Monday, Jul. 28, 1952
The Whole Truth?
What is truth in the news? Many a newsman puts his answer in a handy formula : stick to the facts of speech, happening or pressagent's handout, let the reader supply his own background information on the story (if he has any) and call it "objective journalism." This week in the Atlantic Monthly, ABC Network Commentator Elmer Davis, wartime boss of the OWI and a first-rate newshand himself, takes the formula apart. "Truth has three dimensions," says Davis, yet the "practices of the American news business--practices adopted in a praiseworthy ambition to be objective--too often give us only one-dimensional news, factually accurate as far as it goes, but very far indeed from the whole truth."
Part of the trouble, says Davis, longtime (ten years) political reporter and editorial writer on the New York Times, comes from an "overemphasis on speed" --the rush to be first with the news. But a more basic reason is that U.S. newspapers, pursuing the ideal of "objectivity," "lean over backward so far that it makes the news business merely a transmission belt for pretentious phonies." Most newspapers, says Davis, still cling to the rule that news columns must print only as many sides or facts of an issue as a reporter has found. Interpretation must be kept on the editorial page. But printing the news that way does not help most readers to arrive at the truth. "How many readers have enough personal knowledge to distinguish fact from fiction, ignorance from knowledge, interest from impartiality" without their paper's help?
One Big Buildup. Even the most competent newspaper editor, says Davis, is often so convinced of the need to be objective that when he spots a "downright misstatment of facts" in a speech, he never follows it with a bracketed insert to the effect that "This simply is not so." If the Honorable John P. Hoozis is an important person, "you [may still] see him quoted at length in newspapers on almost any subject, with no indication that he knew nothing at all about it ... To do that would be editorializing, interpreting the news, failing in objectivity. You can do it to Stalin; you could do it to Hitler in his day; but tradition forbids doing it to one of our fellow citizens . . . Failure to make such a correction may salve a man's conscience about his loyalty to objectivity. But how about his loyalty to the reader?"

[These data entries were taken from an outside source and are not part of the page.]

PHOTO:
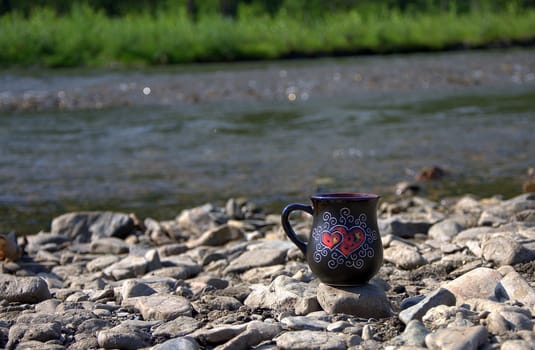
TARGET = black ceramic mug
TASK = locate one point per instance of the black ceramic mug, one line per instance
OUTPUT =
(344, 247)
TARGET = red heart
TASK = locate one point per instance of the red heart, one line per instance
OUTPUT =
(352, 239)
(331, 240)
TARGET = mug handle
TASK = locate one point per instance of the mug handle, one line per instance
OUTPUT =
(285, 219)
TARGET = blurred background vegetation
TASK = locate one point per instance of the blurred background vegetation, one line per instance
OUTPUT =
(67, 33)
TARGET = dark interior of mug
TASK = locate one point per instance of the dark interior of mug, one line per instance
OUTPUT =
(345, 195)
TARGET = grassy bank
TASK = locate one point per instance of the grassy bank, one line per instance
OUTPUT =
(88, 38)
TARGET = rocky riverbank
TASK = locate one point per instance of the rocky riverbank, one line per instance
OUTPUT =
(458, 274)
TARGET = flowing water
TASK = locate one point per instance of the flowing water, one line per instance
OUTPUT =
(155, 141)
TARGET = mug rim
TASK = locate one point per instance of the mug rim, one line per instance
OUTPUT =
(345, 196)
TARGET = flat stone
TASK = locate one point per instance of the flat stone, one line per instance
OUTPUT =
(457, 338)
(185, 343)
(163, 306)
(517, 344)
(179, 327)
(413, 335)
(255, 333)
(256, 258)
(304, 322)
(404, 256)
(102, 262)
(406, 226)
(284, 294)
(123, 337)
(85, 227)
(442, 316)
(199, 219)
(217, 236)
(218, 334)
(503, 249)
(514, 287)
(311, 340)
(40, 331)
(500, 322)
(477, 283)
(440, 296)
(445, 230)
(129, 267)
(37, 345)
(135, 288)
(109, 245)
(23, 289)
(367, 301)
(38, 241)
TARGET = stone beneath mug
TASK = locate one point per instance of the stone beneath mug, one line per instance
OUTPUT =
(366, 301)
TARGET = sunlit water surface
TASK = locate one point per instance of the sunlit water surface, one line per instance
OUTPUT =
(155, 160)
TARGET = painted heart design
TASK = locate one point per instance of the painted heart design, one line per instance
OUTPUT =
(352, 239)
(331, 240)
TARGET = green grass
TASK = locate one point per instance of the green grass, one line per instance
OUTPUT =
(88, 38)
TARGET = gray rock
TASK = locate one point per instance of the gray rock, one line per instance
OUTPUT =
(172, 249)
(102, 262)
(442, 316)
(410, 301)
(338, 326)
(190, 268)
(404, 256)
(129, 267)
(23, 332)
(37, 345)
(153, 260)
(200, 219)
(472, 234)
(304, 322)
(23, 289)
(179, 327)
(256, 258)
(89, 226)
(503, 249)
(413, 335)
(218, 334)
(500, 322)
(135, 288)
(367, 301)
(445, 230)
(285, 295)
(255, 333)
(478, 283)
(109, 245)
(42, 239)
(514, 287)
(404, 226)
(259, 274)
(311, 340)
(440, 296)
(185, 343)
(217, 236)
(517, 344)
(461, 338)
(163, 306)
(123, 337)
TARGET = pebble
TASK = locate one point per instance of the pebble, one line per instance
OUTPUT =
(439, 297)
(23, 289)
(458, 274)
(367, 301)
(309, 340)
(478, 283)
(465, 338)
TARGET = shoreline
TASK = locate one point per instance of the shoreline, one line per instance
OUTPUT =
(222, 277)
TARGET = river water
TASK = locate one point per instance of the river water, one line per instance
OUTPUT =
(155, 141)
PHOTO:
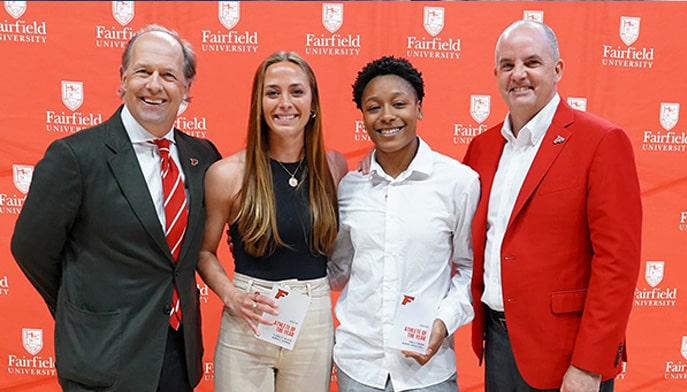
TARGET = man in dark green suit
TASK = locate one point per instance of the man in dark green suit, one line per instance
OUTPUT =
(91, 235)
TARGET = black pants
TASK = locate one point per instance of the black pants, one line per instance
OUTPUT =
(501, 372)
(174, 377)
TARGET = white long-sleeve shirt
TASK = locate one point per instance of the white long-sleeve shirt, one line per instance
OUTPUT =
(516, 160)
(398, 236)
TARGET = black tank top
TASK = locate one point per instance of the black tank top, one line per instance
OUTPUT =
(293, 222)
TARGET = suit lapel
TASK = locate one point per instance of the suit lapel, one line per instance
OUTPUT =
(190, 164)
(554, 141)
(127, 173)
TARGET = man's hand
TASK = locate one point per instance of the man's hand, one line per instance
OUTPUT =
(437, 337)
(578, 380)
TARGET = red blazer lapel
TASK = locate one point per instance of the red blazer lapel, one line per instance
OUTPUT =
(553, 143)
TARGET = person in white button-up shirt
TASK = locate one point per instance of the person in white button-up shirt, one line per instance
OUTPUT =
(405, 230)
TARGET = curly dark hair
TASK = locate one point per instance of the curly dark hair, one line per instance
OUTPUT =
(388, 65)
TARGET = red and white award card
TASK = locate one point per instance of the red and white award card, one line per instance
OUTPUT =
(413, 323)
(292, 309)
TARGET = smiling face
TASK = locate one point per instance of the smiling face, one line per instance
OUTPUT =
(153, 83)
(390, 113)
(527, 71)
(286, 99)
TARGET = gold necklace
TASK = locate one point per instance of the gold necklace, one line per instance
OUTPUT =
(293, 181)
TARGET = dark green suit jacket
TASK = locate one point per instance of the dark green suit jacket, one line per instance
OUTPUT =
(89, 240)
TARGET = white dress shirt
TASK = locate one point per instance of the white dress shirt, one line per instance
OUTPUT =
(148, 156)
(516, 160)
(401, 235)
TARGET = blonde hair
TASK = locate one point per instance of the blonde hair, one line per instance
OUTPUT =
(256, 219)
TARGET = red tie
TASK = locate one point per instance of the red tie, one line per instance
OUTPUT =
(176, 215)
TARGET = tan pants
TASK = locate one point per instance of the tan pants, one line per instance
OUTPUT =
(244, 363)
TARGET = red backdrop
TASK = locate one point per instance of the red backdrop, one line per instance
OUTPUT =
(624, 61)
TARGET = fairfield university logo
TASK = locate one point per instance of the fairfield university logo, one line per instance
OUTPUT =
(480, 109)
(194, 126)
(32, 339)
(670, 114)
(655, 296)
(19, 30)
(433, 20)
(630, 56)
(332, 16)
(11, 203)
(653, 273)
(668, 139)
(433, 47)
(116, 36)
(72, 95)
(123, 11)
(229, 13)
(231, 41)
(33, 364)
(4, 285)
(21, 175)
(677, 370)
(578, 103)
(333, 43)
(535, 15)
(15, 8)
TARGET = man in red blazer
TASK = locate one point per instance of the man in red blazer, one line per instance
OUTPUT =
(557, 232)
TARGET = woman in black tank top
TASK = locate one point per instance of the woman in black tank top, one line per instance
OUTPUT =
(278, 197)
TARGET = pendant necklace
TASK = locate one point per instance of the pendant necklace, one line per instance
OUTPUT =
(293, 181)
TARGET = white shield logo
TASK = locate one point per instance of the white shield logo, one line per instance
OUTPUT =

On the propaganda battle of the cold war, objectivity often plays right into the Russians' hands. For example, Davis noted that I.N.S. Correspondent Kingsbury Smith had a worldwide beat when he got answers to a list of questions he had sent to Stalin. "It has been reported--and, so far as I know not denied, that Kingsbury Smith had been tipped off that Stalin would answer those questions and presumably no others." Stalin's reply was "exactly [what] he would have written to get his propaganda arguments before the world . . . yet American newsmen keep asking Stalin the kind of questions he likes to answer." Even though some papers analyzed Stalin's replies in their editorials, "those editorials were read by far fewer people than saw the statement under big headlines on the front page."
Two Great Gulfs. Davis recognizes the danger that newsmen, in supplying adequate background to their news report, might easily fall into the trap of spreading their own prejudices all over the paper and "one Chicago Tribune is enough." Nevertheless, newsmen must do more interpreting. "The good newspaper, the good news broadcaster, must walk a tightrope between two great gulfs--on one side the false objectivity that takes everything at face value and lets the public be imposed on by a charlatan with the most brazen front, on the other the 'interpretive' reporting which fails to draw the line between objective and subjective, between responsible and well-established fact and what the reporter or editor wishes were the fact . . . No wonder that too many fall back on the incontrovertible objective fact that the Honorable John P. Hoozis said, colon, quote--and never mind whether he was lying or not."